We need to change that. We need to empower those battling depression, anxiety, substance abuse, and suicide. We need to rethink our victimization of those struggling with mental illness, because it’s likely that they have already been victims as children. They need to be empowered by forgiveness and compassion.
A GREAT place to start is by working with a therapist trained in treating trauma. There are so many new therapies that can help. Or you could donate to organizations that give children a positive environment to live and grow in, like React Theatre in Indianapolis, which fosters confidence, creativity, and inclusivity for youth.
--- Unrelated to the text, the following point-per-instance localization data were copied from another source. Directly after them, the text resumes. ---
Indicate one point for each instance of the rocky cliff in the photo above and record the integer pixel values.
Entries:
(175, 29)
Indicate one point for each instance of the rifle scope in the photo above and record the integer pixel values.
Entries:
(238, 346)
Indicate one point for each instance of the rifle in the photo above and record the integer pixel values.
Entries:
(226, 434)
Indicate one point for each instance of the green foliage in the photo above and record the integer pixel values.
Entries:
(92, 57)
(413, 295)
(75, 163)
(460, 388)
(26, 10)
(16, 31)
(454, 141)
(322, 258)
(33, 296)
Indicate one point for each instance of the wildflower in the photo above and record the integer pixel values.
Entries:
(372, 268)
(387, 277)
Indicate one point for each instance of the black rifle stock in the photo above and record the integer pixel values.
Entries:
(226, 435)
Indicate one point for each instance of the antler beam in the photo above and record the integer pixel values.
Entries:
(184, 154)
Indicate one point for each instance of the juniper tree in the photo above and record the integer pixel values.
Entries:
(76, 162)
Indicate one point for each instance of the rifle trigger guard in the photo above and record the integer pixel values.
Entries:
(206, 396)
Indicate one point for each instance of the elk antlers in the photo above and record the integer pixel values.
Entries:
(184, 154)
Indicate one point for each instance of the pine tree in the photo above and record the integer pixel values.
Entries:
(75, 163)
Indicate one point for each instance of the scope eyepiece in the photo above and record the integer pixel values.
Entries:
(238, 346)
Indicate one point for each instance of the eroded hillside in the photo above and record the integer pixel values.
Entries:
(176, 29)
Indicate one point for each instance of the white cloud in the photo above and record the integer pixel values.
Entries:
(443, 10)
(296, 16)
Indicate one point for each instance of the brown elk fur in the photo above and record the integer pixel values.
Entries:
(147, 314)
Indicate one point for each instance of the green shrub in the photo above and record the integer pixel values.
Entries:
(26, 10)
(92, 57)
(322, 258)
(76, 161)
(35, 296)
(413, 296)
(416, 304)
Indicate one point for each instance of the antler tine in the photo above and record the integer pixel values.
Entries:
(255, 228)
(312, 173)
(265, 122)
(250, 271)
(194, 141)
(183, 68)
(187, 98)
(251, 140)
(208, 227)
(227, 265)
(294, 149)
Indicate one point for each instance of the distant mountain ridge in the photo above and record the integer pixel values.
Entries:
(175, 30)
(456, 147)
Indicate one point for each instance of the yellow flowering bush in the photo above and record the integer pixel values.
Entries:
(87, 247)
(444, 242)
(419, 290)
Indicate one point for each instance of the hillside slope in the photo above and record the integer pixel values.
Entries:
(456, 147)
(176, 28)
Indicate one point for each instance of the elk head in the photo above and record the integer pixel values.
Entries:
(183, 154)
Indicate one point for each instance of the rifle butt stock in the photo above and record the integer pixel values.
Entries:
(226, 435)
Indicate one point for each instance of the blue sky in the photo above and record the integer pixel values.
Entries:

They helped me afford acting lessons for my daughter when I couldn’t, and work day in and day out to support every child that goes through their program.
6. Finally, remember this: if you’re battling thoughts of suicide, I see you, I feel you, and I know you are STRONG.
You’ve already survived so much. You can survive this and feel happiness again.
You don’t have to commit suicide, and there is nothing wrong with your beautiful brain; it will heal as you will.
Never ever forget that truth.
The odds are stacked against you, but you are NOT a statistic.